Elliotte Friedman reminds us in “30 Thoughts” this week:

Boston played its fifth game on Monday, a 3-2 loss to Detroit. That puts Jarome Iginla halfway towards collecting one of the biggest bonuses of his incentive-laden contract: $3.7 million for appearing in 10 games. Iginla's base salary is $1.8M, but is structured this way to shift much of the cap stress until next season.

Yes, the 10-game clause. Guess the Bruins felt that $3.7 million for “ensuring his head went through the neck hole instead of the arm hole when he put on his jersey for the first time” was a bit too obvious.

Beyond the pretense by the NHL in going after a multitude of contracts for cap circumvention but not closing this elephantine loophole for veteran players, let’s be honest: The most ridiculous thing about this bonus clause triggering is that Iginla could hit 10 games before he hits one goal.

That’s the fear in Boston right now, at least, where Iginla has yet to tally a goal while leading all Bruins with 19 shots on goal.

As the Boston Globe and Coach Claude Julien noted, he’s pressing early in the season:

“I think he can shoot the puck a lot better than we’ve seen him,” said coach Claude Julien. “We know he’s a good shooter. Whether that’s pressing or whether that’s circumstances, I don’t know.

“He’s been around the league long enough. He’s going to find his way and he’s going to score some goals for us. He’s going to be the player we thought he would be for our hockey club.

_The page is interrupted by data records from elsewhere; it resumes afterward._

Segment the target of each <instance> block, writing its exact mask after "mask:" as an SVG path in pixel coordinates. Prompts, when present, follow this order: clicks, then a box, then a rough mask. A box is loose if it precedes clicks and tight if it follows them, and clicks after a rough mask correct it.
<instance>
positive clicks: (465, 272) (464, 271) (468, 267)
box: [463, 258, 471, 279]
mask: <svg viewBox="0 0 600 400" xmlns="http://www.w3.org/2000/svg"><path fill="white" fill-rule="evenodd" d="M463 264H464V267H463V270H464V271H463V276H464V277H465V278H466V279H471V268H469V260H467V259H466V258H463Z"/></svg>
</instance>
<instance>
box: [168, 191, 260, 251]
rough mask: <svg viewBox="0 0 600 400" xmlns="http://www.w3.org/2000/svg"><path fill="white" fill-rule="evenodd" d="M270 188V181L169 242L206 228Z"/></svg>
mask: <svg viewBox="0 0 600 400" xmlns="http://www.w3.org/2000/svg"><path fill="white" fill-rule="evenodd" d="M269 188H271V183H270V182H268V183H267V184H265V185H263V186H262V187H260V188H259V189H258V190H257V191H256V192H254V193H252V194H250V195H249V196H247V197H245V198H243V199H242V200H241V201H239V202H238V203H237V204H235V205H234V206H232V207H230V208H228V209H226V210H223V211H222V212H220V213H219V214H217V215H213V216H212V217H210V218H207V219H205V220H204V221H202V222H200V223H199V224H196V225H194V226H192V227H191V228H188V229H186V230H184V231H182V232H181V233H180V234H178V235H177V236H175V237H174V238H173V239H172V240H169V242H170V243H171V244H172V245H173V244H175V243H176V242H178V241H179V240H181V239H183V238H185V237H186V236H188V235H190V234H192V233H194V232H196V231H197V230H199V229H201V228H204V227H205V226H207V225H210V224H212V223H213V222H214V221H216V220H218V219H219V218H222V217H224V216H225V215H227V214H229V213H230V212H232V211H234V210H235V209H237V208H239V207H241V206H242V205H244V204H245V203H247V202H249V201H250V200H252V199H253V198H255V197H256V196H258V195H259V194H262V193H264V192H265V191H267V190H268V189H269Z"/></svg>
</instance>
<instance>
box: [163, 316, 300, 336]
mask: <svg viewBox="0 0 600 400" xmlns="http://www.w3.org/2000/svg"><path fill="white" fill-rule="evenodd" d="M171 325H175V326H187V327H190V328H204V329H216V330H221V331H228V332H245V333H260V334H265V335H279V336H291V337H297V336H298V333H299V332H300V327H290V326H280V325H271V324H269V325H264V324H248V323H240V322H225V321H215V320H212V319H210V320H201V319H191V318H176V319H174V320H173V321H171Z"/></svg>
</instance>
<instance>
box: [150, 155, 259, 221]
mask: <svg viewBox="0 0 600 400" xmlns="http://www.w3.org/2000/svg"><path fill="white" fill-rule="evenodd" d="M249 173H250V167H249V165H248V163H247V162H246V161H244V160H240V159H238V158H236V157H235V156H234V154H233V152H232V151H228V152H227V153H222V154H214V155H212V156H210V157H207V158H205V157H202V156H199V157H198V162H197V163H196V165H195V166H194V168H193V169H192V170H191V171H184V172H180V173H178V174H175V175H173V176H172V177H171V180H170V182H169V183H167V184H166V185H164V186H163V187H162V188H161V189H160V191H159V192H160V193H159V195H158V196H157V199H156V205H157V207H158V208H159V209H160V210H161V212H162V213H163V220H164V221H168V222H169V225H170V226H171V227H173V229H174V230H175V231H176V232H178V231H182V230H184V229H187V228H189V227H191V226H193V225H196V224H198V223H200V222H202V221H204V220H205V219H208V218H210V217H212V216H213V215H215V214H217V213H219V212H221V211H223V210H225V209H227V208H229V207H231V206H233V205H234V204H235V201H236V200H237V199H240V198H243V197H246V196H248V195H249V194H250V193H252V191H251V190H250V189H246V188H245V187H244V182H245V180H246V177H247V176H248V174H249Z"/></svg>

“Right now, it just isn’t there. I see maybe a little hesitation in shooting. When a player has confidence, his release is a little quicker, too.”

It was also noted in the Globe, and somewhat unconsidered by many, that this is alien territory for Iggy: It’s the first time since he was a teenager that he attended a training camp that wasn’t the Calgary Flames’.

Despite his time with the Pittsburgh Penguins, there’s an adjustment period here that needs to be considered. And, for the most part, Iginla’s adapting: He’s been praised for his effort, his tenacity and his playmaking, even if he hasn’t hit pay dirt.

One assumes he will soon, because 530 goals don’t happen by accident. But in the meantime, let’s hope he stays on track to reach the most important (fiscal) goal of his season: 10 games.